As a senior marketor with a background in pyschology I am pressed to consider how marketing influences society and its citizens and how business can be used as a powerful force for good instead of harm. Therefore, recasting the sustainability concept to represent, in a practical way, people, planet and profit. Business success in the coming decades will depend on the ability to negotiate both social and environmental performance, public transparency, and legal accountability to balance profit and purpose.

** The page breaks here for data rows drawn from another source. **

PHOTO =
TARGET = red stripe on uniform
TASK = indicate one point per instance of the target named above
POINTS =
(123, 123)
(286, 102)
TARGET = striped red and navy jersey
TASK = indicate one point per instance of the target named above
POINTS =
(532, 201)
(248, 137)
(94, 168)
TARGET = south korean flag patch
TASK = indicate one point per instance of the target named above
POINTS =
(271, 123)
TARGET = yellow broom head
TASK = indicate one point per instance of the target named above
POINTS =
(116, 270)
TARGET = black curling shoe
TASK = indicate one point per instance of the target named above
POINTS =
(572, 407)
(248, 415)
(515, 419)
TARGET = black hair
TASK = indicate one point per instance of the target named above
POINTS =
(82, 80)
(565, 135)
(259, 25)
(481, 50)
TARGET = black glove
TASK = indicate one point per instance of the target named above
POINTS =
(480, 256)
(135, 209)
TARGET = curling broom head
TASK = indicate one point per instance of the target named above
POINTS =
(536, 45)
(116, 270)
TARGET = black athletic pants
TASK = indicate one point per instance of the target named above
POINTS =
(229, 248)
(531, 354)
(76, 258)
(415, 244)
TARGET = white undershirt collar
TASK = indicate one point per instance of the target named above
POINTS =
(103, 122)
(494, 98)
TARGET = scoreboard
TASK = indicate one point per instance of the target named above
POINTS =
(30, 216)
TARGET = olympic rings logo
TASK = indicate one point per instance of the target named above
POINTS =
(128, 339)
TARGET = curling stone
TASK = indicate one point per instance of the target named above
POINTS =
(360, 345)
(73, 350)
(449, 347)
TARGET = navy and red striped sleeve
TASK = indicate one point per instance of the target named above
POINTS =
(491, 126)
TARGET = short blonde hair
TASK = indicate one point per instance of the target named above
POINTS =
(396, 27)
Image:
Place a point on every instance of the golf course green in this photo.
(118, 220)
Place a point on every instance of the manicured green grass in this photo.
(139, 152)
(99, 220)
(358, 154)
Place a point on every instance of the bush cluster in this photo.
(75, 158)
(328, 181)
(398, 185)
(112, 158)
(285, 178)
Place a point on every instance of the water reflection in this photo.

On the societal level, we must understand that human and planatary health and well-being is not an individual outcome, but is an interplay of family, community and the culture in which the individual exists. Not only does a stressful culture with stressed out individuals negatively affect health, it actually impacts and changes people’s physiology and nervous system. In other words, people’s health is highly influenced by the surrounding culture and the people in it. “A culture can be toxic or nourishing,” writes Thom Hartmann.
This research, cross-disciplinary in nature, is a direct response to the pressing environmental issues and the increasing ills that western society is having on its citizens. The seemingly most “successful” society in the world - the US, is witnessing 50% of the adult population suffering from stress-related chronic illness (heart disease, high blood pressure, cancer, autoimmune diseases and addictions including psychological related problems like depression and anxiety) in the last decade alone (Mate, 2011). Now, more than ever, consumers are waking up when it comes to their consumption decisions.